E essa não foi a primeira vez que Moraes se destacou por estar grifado. Há quatro meses, uma foto do ministro utilizando um relógio de luxo, da Patek Philippe, ganhou repercussão.
O modelo 5711G, de ouro branco e com pulseira de couro de crocodilo, deu o que falar por custar, atualmente, cerca de R$ 400 mil. Com fabricação descontinuada em 2011, época em que era comercializado por R$ 170 mil, hoje é possível comprá-lo apenas por meio de revendedores.
Vale destacar ainda que, além da marca suíça citada anteriormente, itens da Rolex e da Omega já apareceram nos pulsos de Alexandre.
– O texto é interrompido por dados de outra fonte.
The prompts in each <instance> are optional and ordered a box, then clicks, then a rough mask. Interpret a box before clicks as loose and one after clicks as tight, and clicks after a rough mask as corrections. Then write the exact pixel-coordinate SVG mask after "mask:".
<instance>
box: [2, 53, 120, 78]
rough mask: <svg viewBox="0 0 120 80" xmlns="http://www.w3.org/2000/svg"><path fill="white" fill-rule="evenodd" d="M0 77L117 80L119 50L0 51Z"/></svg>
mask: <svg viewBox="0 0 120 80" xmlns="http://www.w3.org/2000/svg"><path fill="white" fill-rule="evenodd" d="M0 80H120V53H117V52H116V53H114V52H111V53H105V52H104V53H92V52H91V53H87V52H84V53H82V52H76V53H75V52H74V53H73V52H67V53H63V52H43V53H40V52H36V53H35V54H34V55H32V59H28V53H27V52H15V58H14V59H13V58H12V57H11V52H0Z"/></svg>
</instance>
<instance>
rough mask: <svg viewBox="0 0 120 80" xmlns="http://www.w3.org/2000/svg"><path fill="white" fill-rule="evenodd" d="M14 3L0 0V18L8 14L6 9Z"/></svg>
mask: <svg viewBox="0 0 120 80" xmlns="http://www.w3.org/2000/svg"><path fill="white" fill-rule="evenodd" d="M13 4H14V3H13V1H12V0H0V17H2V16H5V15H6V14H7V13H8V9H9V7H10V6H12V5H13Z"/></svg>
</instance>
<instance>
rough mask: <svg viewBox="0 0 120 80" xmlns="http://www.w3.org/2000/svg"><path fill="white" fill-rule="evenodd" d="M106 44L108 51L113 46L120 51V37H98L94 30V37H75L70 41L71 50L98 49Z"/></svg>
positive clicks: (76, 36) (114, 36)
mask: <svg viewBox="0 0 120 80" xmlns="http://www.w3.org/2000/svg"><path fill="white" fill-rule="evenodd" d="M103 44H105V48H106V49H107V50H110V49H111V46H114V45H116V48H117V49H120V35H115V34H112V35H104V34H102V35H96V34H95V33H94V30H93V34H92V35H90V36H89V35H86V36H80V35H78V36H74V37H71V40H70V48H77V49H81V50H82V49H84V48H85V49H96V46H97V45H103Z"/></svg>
Além do luxo e ostentação, a moda no Supremo também marcou rupturas. Em 2007, Carmen Lúcia "quebrou a tradição" e apareceu de calças em uma sessão plenária.

A peça, proibida para mulheres no STF até 2000, já carregava, desde quase um século antes, a marca da liberdade feminina — um símbolo consagrado por Coco Chanel. "A moda é sempre um reflexo da época, mas se a época for estúpida, esqueçam-na", disse uma vez a estilista. Carmen, ao que tudo indica, seguiu o conselho.